The procedure is to define a duplicate node representing the pond node.  The layout calls it a ShadowPond.   We also need to define a new reach P-008 to carry the riser flow and of course a new dummy node, called OtherDirection. Notice that the ShadowPond only needs to be a dummy node, not another rlpool node.

Now set the Contrib Discharge in P-008 to the OWeir discharge structure. 
 
Almost done.

When you compute the layout the FIRST time, there is a good chance that there will be no flow in the P-008 reach. The reason is in the sequence of computation. The program could have computed the smaller network first. If it did, nothing would have been assigned to the riser control structure yet. 

Compute it a second time. 



OK, what hasn't been explained.

Look at the HGL elevation for nodes Pond and ShadowPond. They are different. The ShadowPond is not correct. The primary reason is becaues we never set the proper elevations of the P-008 pipe and ShadowPond node in this example.  Even if we did, the HGL for the Pond and ShadowPonds would not agree.  The reason is because the HGL for the ShadowPond node is based on the HGL computation for the flow going through the riser while the HGL for the Pond node is really the maximum water surface elevation from the detention pond computation.

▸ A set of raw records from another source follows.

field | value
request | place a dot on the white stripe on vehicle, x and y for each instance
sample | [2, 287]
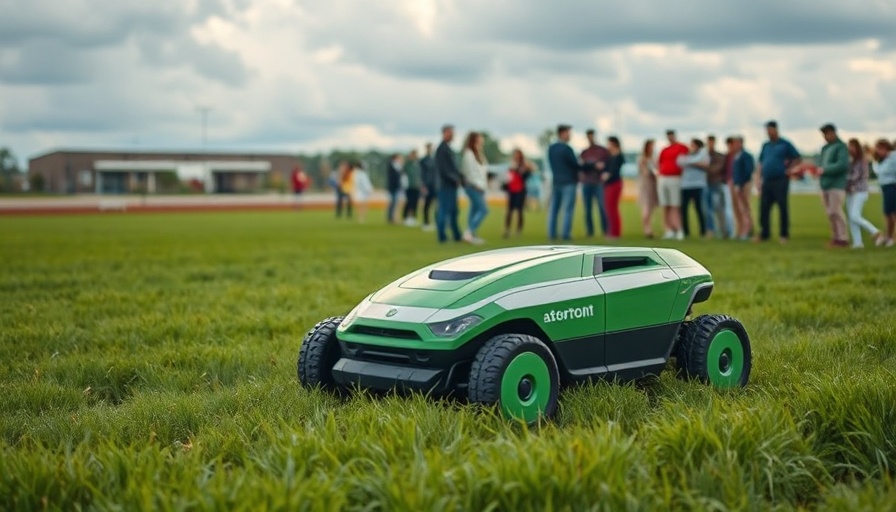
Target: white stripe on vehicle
[539, 294]
[414, 314]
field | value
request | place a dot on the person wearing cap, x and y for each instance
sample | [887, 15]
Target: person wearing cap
[592, 186]
[833, 168]
[668, 185]
[565, 168]
[449, 180]
[777, 156]
[886, 177]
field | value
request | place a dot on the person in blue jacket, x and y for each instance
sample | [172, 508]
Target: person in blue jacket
[565, 168]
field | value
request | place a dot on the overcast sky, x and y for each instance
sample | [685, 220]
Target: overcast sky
[300, 76]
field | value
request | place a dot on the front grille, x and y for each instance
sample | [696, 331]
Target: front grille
[385, 332]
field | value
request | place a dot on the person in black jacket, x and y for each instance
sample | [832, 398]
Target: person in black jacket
[448, 180]
[565, 169]
[428, 175]
[393, 185]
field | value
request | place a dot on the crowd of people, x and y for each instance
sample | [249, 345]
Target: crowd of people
[680, 179]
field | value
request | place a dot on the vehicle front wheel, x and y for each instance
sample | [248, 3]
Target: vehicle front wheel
[518, 373]
[715, 349]
[318, 354]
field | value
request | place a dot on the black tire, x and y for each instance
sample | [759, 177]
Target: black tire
[526, 369]
[716, 350]
[318, 353]
[681, 355]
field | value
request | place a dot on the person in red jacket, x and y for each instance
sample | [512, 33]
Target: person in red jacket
[519, 172]
[669, 185]
[300, 182]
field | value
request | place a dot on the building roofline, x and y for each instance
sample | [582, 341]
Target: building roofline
[156, 151]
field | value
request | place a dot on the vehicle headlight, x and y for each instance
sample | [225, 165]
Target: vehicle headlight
[454, 327]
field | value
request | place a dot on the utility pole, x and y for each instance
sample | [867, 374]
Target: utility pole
[204, 110]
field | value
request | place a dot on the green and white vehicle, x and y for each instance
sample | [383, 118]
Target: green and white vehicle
[512, 326]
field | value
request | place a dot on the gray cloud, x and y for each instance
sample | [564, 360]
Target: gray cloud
[44, 62]
[699, 24]
[296, 74]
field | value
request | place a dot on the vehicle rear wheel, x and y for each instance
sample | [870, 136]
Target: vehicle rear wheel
[518, 373]
[715, 349]
[318, 353]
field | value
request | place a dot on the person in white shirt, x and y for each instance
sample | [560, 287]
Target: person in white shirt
[474, 169]
[886, 177]
[693, 181]
[362, 189]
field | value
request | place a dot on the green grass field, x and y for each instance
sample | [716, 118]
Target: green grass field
[148, 362]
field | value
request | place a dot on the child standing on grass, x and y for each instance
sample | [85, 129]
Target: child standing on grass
[519, 172]
[362, 189]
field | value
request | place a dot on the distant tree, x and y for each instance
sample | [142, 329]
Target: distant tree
[492, 149]
[9, 170]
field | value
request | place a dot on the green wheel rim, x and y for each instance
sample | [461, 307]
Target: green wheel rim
[525, 387]
[725, 360]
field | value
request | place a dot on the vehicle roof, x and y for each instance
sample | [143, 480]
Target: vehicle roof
[487, 261]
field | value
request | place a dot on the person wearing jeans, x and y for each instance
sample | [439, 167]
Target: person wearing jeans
[565, 169]
[474, 169]
[612, 180]
[595, 157]
[429, 187]
[693, 183]
[412, 192]
[449, 179]
[742, 167]
[714, 200]
[833, 168]
[777, 156]
[393, 186]
[886, 176]
[857, 195]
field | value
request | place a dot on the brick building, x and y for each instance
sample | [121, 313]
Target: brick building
[123, 172]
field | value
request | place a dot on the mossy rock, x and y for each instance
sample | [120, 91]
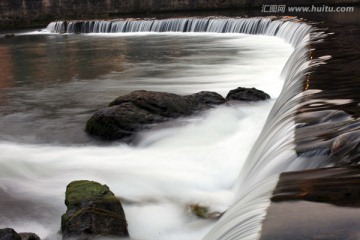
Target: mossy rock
[92, 211]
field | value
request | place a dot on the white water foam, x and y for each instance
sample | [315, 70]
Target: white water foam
[193, 161]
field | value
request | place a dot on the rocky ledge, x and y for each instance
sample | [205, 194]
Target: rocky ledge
[142, 109]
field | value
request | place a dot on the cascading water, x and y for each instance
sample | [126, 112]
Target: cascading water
[272, 154]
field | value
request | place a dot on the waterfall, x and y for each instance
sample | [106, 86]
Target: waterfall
[273, 152]
[264, 26]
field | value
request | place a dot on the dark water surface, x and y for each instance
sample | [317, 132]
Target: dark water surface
[50, 84]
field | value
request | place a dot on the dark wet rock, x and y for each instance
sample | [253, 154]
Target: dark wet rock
[29, 236]
[247, 94]
[141, 109]
[92, 211]
[336, 185]
[9, 234]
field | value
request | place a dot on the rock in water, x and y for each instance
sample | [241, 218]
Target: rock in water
[247, 94]
[9, 234]
[141, 109]
[92, 211]
[29, 236]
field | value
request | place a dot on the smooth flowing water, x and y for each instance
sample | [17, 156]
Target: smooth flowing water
[51, 84]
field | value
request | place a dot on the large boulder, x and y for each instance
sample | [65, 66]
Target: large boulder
[141, 109]
[247, 94]
[92, 211]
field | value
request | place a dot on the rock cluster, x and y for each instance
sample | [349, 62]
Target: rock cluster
[141, 109]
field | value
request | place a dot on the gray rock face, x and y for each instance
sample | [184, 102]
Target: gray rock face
[92, 211]
[142, 109]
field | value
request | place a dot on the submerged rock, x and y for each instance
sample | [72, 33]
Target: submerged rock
[11, 234]
[92, 211]
[247, 94]
[142, 109]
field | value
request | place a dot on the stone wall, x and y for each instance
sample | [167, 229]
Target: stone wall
[36, 13]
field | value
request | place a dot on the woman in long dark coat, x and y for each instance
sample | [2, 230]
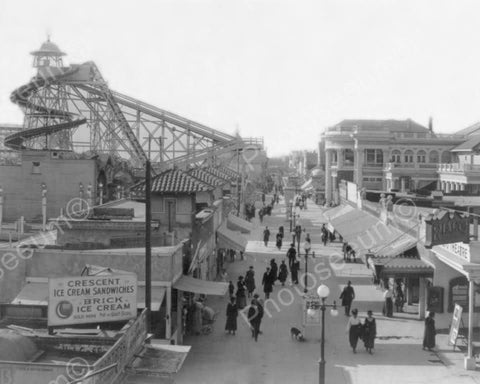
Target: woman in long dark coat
[250, 281]
[241, 295]
[354, 329]
[283, 274]
[430, 332]
[254, 317]
[279, 241]
[232, 314]
[369, 332]
[273, 271]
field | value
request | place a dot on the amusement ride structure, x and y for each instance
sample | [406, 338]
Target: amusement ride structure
[72, 108]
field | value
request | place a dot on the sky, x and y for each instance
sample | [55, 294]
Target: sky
[277, 69]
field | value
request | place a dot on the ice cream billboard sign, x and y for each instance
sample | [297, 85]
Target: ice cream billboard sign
[91, 299]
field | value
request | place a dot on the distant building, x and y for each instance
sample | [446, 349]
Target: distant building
[462, 174]
[390, 155]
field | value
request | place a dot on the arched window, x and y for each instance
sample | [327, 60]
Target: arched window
[446, 157]
[408, 156]
[396, 156]
[348, 156]
[421, 156]
[433, 157]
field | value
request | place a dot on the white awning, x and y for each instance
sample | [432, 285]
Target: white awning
[190, 284]
[236, 223]
[307, 185]
[230, 239]
[156, 360]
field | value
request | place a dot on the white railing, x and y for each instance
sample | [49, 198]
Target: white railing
[458, 167]
[391, 166]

It should always be higher than the HGL computation from the ponds outlet pipe and should always govern.  The program will always choose the higher of the two to present for the detention node.  It would not hurt to make it a habit to always check to make sure that the HGL elevation reported for detention ponds is the max water surface from the pond routing and not the HGL elevation.  The program can only report the higher of the two.